Posted in Statistics with tags , , , , , , on September 28, 2016 by xi'an

Felipe Medina-Aguayo, Antony Lee and Gareth Roberts (all at Warwick University) have recently published—even though the paper was accepted a year ago—a paper in Statistics and Computing about a variant to the pseudo-marginal Metropolis-Hastings algorithm. The modification is to simulate an estimate of the likelihood or posterior at the current value of the Markov chain at every iteration, rather than reproducing the current estimate.
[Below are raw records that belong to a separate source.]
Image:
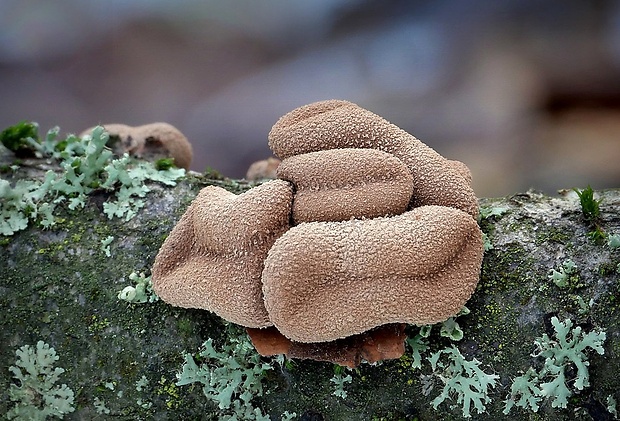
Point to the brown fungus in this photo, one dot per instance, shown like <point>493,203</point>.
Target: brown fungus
<point>383,343</point>
<point>385,235</point>
<point>213,258</point>
<point>340,184</point>
<point>337,124</point>
<point>328,280</point>
<point>150,141</point>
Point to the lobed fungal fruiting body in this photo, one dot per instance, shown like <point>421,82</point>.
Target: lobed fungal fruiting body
<point>366,227</point>
<point>213,258</point>
<point>326,280</point>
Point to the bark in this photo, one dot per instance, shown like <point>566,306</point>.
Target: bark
<point>59,286</point>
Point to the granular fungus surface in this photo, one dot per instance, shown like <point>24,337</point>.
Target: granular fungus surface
<point>366,228</point>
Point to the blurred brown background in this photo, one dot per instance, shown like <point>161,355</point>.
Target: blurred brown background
<point>526,93</point>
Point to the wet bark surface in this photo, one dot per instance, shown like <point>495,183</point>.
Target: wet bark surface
<point>60,286</point>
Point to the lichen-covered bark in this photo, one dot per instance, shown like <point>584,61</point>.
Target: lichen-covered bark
<point>59,286</point>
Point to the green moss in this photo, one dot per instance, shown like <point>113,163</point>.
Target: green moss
<point>15,138</point>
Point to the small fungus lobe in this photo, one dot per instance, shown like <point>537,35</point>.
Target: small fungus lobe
<point>213,258</point>
<point>337,124</point>
<point>340,184</point>
<point>150,141</point>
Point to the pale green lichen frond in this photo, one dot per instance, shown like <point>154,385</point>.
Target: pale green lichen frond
<point>567,349</point>
<point>87,165</point>
<point>463,378</point>
<point>230,377</point>
<point>37,395</point>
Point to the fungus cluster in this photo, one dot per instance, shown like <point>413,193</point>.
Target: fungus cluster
<point>365,229</point>
<point>150,141</point>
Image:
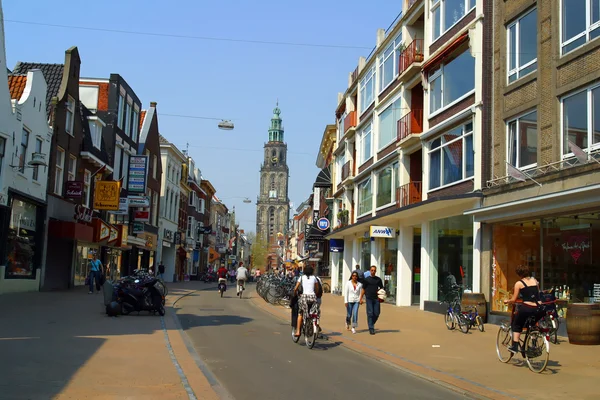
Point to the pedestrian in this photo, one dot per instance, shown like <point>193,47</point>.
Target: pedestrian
<point>370,290</point>
<point>95,273</point>
<point>352,300</point>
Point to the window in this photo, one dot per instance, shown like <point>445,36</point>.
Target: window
<point>70,116</point>
<point>38,149</point>
<point>72,170</point>
<point>388,63</point>
<point>23,150</point>
<point>522,46</point>
<point>59,171</point>
<point>446,13</point>
<point>367,89</point>
<point>522,141</point>
<point>87,184</point>
<point>388,124</point>
<point>121,114</point>
<point>364,144</point>
<point>365,197</point>
<point>580,23</point>
<point>451,157</point>
<point>451,81</point>
<point>581,119</point>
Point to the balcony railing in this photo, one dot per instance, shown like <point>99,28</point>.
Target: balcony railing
<point>408,194</point>
<point>346,170</point>
<point>412,53</point>
<point>410,123</point>
<point>350,121</point>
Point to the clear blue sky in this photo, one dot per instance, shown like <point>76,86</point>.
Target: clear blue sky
<point>231,80</point>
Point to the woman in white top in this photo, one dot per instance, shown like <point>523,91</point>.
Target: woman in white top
<point>308,296</point>
<point>351,300</point>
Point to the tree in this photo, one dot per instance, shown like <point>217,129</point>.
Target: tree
<point>260,250</point>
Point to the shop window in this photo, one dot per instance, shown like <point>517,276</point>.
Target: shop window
<point>522,141</point>
<point>451,255</point>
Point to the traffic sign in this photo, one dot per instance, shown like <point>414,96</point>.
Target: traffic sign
<point>323,224</point>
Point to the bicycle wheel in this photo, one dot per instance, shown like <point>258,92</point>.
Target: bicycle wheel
<point>449,320</point>
<point>537,351</point>
<point>503,342</point>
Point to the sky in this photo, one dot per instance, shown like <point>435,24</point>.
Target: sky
<point>224,79</point>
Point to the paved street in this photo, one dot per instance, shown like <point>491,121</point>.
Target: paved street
<point>253,356</point>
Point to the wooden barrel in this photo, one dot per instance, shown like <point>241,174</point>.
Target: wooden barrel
<point>470,300</point>
<point>583,323</point>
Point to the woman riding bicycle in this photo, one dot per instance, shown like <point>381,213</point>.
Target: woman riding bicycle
<point>528,288</point>
<point>308,298</point>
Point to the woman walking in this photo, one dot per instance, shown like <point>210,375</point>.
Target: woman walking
<point>351,300</point>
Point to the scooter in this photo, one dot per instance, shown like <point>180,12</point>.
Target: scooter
<point>144,298</point>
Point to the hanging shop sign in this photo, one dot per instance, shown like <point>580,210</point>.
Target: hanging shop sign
<point>382,231</point>
<point>138,173</point>
<point>107,195</point>
<point>74,190</point>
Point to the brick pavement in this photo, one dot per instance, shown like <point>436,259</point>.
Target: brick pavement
<point>61,345</point>
<point>418,342</point>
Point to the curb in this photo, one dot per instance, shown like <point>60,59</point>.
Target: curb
<point>450,386</point>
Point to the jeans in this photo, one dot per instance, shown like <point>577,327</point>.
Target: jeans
<point>94,275</point>
<point>373,310</point>
<point>352,314</point>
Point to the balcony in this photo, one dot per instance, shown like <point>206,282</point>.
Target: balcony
<point>410,124</point>
<point>350,121</point>
<point>346,170</point>
<point>412,57</point>
<point>408,194</point>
The reason for this refreshment of the weight estimate is to prevent stickiness in the chain, when a random weight leads to a very high value of the posterior. Unfortunately, this change leads to a Markov chain with the wrong stationary distribution. When this stationary exists! The paper actually produces examples of transient noisy chains, even in simple cases such as a geometric target distribution. And even when taking the average of a large number of weights. But the paper also contains sufficient conditions, like negative weight moments or uniform ergodicity of the proposal, for the noisy chain to be geometrically ergodic. Even though the applicability of those conditions to complex targets is not always obvious.